L’alcoolémie au sens général fait référence au taux d’alcool dans le sang d’une personne. L’alcool est absorbé de façon différente avec une vitesse qui varie selon plusieurs facteurs à l’instar de la présence d’aliments dans l’estomac qui représente un effet retardateur, nous citons également la concentration en alcool de la boisson qui peut avoir un effet amplifiant selon sa forte ou sa faible concentration en alcool. Un autre élément qui influence l’absorption de la boisson alcoolisée est la vitesse de consommation qui amplifie son effet. Cependant, elle ne demeure pas dans la circulation sanguine mais circule dans l’ensemble des tissus de l’organisme.

L’individu devient également plus sensible à l’éblouissement. Etre sous l’effet d’alcool fait que le conducteur commence à surestimer ses capacités et peut engendrer des comportements désastreux. De sérieux risques de santé peuvent avoir lieu si le conducteur dépasse un taux défini de 3g/l comme le coma ainsi que des risques d’intoxication (hypothermie, hypoglycémie). Un conducteur de véhicule avec les effets précités rend la conduite extrêmement dangereuse puisque l’individu n’apprécie plus les distances en plus des retards de temps de réaction à cause des réflexes altérés par l’alcool, ce qui peut engendrer un freinage trop tardif.

L’effet euphorisant peut provoquer chez l’individu des comportements comme la conduite à une vitesse excessive, la perte de contrôle et le manque de concentration, les comportements agressifs envers les tierces personnes mais aussi le fait de ne pas respecter les mesures de sécurité (ceinture de sécurité, casque…).

Les comportements liés à la consommation d’alcool sont sanctionnés lorsque l’individu conduit sous l’emprise de l’alcool voire de stupéfiants à cause des défauts d’attention qui peuvent avoir des conséquences tragiques.
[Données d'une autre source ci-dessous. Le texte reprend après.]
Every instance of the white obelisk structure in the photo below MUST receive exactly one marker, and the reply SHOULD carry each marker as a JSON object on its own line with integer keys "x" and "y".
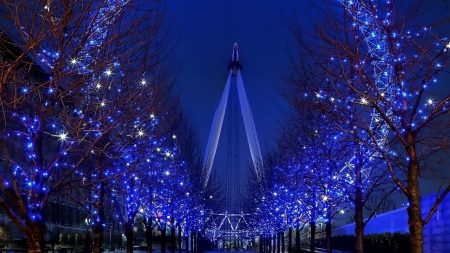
{"x": 234, "y": 78}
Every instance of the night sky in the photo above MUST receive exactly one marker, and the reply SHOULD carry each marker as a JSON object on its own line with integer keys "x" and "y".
{"x": 207, "y": 32}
D’un point de vue législatif, il existe une limite légale qui rend la conduite interdite en cas de dépassement des taux stipulés.

En France plus particulièrement, le taux maximal est de deux verres de vin. Cependant, pour les conducteurs de véhicules de transport en commun, le taux est de 0,2g par litre. Le même taux s’applique pour les conducteurs qui disposent d’un permis probatoire voire les jeunes conducteurs, cette réglementation est entrée en vigueurdepuis juillet 2015.